Cancillería camino al chavismo
Si usted, lector, tiene amigos, familiares o conocidos en el servicio diplomático de la República, consúlteles si están de acuerdo con la política exterior impulsada por el presidente Castillo e implementada por sus ministros, ayer el exguerrillero Héctor Béjar y hoy el embajador Óscar Maúrtua.
Con seguridad la abrumadora mayoría expresará su firme e indignado rechazo a la puesta en marcha de una política ajena a los intereses permanentes del Estado y que, además, se percibe digitada por el Foro de Sao Paulo y por los regímenes totalitarios de Cuba y Venezuela.
Claro que encontrará excepciones, como los embajadores retirados Rodríguez Cuadros o Harold Forsyth, que ahora comparten con entusiasmo la ideología de Perú Libre y que, por esa desinteresada adhesión, han sido designados a la ONU y la OEA respectivamente.
La renuncia de Béjar, empero, creó la expectativa de que su sucesor, un diplomático de carrera, nos alejaría de los aires tóxicos del chavismo.

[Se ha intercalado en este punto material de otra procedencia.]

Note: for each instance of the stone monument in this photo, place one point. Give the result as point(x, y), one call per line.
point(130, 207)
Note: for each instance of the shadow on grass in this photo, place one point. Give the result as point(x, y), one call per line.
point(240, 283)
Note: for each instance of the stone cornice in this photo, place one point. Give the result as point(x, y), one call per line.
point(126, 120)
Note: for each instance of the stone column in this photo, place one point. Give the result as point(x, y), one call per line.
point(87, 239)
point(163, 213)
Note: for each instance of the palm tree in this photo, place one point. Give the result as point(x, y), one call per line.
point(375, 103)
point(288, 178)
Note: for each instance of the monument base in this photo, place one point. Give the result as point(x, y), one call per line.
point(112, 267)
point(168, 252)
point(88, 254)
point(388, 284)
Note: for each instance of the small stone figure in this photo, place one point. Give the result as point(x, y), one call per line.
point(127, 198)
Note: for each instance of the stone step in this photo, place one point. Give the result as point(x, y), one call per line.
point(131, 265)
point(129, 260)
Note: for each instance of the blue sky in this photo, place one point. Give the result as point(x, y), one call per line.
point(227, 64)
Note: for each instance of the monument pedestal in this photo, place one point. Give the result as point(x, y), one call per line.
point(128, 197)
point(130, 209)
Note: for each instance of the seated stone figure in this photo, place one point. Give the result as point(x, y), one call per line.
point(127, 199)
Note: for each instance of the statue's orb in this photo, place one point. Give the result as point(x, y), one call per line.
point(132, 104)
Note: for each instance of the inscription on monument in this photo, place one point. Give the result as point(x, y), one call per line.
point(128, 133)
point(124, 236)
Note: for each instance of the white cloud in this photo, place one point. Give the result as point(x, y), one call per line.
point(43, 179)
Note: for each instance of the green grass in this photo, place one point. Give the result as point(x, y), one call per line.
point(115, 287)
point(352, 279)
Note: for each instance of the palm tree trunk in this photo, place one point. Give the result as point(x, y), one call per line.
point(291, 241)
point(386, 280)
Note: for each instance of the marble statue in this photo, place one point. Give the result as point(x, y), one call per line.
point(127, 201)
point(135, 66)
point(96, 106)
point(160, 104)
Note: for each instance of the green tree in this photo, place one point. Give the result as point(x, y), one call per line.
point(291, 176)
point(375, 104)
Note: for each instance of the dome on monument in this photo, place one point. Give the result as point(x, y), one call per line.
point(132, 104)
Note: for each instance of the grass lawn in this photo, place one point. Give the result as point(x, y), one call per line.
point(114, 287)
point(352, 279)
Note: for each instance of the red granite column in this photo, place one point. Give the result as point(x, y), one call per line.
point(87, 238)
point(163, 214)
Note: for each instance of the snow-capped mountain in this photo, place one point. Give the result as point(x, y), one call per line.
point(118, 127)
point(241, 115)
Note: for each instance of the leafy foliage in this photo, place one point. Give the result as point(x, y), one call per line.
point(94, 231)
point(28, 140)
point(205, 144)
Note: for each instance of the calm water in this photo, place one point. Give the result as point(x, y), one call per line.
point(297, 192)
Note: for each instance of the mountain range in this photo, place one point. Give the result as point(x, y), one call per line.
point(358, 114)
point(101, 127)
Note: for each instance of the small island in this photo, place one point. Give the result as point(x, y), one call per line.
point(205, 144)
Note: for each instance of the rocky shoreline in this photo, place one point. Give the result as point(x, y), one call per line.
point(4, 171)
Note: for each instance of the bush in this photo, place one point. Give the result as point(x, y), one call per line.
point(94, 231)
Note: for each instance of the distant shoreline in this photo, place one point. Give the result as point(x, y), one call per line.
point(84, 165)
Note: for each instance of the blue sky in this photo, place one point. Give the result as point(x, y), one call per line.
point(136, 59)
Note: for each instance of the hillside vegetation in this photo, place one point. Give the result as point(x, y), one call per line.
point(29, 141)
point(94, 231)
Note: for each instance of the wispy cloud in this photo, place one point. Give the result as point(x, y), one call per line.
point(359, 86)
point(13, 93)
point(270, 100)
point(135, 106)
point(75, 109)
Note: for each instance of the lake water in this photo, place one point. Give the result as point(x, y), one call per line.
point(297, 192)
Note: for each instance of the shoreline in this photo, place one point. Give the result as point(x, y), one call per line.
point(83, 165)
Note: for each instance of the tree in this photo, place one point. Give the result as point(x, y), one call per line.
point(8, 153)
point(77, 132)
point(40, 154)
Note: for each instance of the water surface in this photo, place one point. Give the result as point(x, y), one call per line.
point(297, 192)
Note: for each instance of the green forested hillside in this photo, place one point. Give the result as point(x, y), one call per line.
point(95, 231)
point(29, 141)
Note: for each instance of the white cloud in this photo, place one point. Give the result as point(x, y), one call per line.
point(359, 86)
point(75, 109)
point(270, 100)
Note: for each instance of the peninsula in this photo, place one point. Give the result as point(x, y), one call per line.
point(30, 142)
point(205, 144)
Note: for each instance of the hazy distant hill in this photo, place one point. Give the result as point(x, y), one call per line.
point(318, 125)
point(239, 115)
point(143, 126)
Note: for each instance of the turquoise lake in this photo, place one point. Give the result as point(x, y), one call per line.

Nos equivocamos. Simplemente ocurrió un cambio de formas, pero no de fondo, comenzando por la designación de embajadores políticos que no cumplen los requisitos profesionales para ocupar un cargo de esa naturaleza.
Si bien la Constitución faculta al Gobierno a nombrar hasta un 20% de políticos, la ley también establece que los nominados deben tener “capacidad y versación notoria” y “prestar o haber prestado servicios destacados a la Nación”.
No ha sido el caso de Richard Rojas, conocido por intentar retirar dinero de la cuenta bancaria de Vladimir Cerrón y estar involucrado en las investigaciones de los “Dinámicos del Centro”. Sin embargo, un Maúrtua con cataratas dio luz verde a ese nombramiento, para reemplazar en Panamá al embajador Jorge Raffo, respetado diplomático a quien le faltaba cumplir dos años más en el exterior.
A lo dicho se agrega el estrafalario reconocimiento de la inexistente “República Saharahui”, nómadas dispersos en cinco países, que no cuentan con territorio propio, gobierno ni población. Por ello dicha “República”no es reconocida por la ONU, por las potencias del Consejo de Seguridad, por naciones europeas y ni siquiera por 23 de los 24 países árabes, con la excepción de Argelia, que los financia y apoya militarmente por su encono contra el Reino de Marruecos, especialmente después de su derrota en la llamada Guerra de las Arenas, en 1963, a pesar que los argelinos recibieron apoyo de Egipto y del régimen cubano de Fidel Castro.
Dentro de este contexto no podemos pasar por alto dos hechos relevantes: el jubiloso pronunciamiento del Foro de Sao Paulo (14/09/2021) aplaudiendo el reconocimiento peruano a la ectoplasmática República Saharahui y que el ministro Maúrtua no explicara a la Comisión de Relaciones Exteriores del Parlamento sobre el enigmático ingreso al Perú del canciller saharaui, Ould Salek, precisando qué pasaporte utilizó y qué autoridades visitó, hechos no registrados en el portal de Transparencia de Torre Tagle.
Pero hay más sombras: una de ellas, el silencio absoluto del Gobierno ante los actos de barbarie del dictador nicaragüense Daniel Ortega, que ha encarcelado a todos los candidatos presidenciales de oposición, atentado contra la libertad de prensa y violado los derechos humanos. Nuestra Cancillería bien pudo protestar ante estos graves hechos y demandar una reunión del Consejo Permanente de la OEA para debatir la aplicación de la Carta Democrática y separar del organismo hemisférico a un régimen que ha vulnerado los principios rectores de esa institución. Y, finalmente, también sorprende el mutismo de nuestra cancillería ante gobiernos extranjeros –Suiza, uno de ellos– que permiten en su territorio manifestaciones a favor de Sendero Luminoso. Estamos, pues, frente a una política exterior errática, confusa y que amerita vigilancia extrema.